Title:Exact moments and re-entrant transitions in the inertial dynamics of active Brownian particles

Abstract:In this study, we investigate the behavior of free inertial Active Brownian Particles (ABP) in the presence of thermal noise. While finding a closed-form solution for the joint distribution of positions, orientations, and velocities using the Fokker-Planck equation is generally challenging, we utilize a Laplace transform method to obtain the exact temporal evolution of all dynamical moments in arbitrary dimensions. Our expressions in $d$ dimensions reveal that inertia significantly impacts steady-state kinetic temperature and swim pressure while leaving the late-time diffusivity unchanged. Notably, as a function of activity and inertia, the steady-state velocity distribution exhibits a remarkable re-entrant crossover from passive Gaussian to active non-Gaussian behaviors.

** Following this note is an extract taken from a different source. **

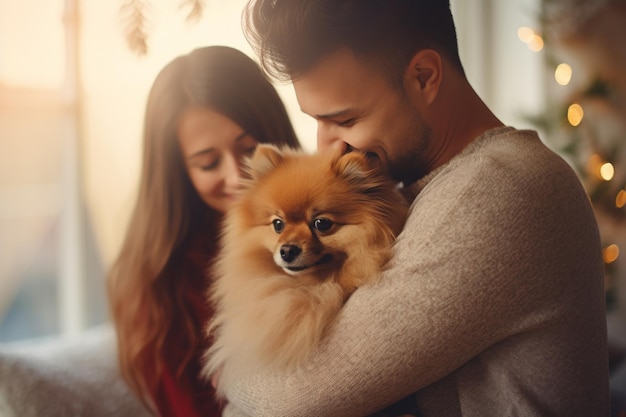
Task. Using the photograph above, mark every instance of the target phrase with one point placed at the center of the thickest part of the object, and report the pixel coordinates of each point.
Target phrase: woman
(205, 112)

We construct a corresponding phase diagram using the exact expression of the $d$-dimensional kurtosis. Our analytic expressions describe steady states and offer insights into time-dependent crossovers observed in moments of velocity and displacement. Our calculations can be extended to predict up to second-order moments for run-and-tumble particles (RTP) and the active Ornstein-Uhlenbeck process (AOUP). Additionally, the kurtosis shows differences from AOUP.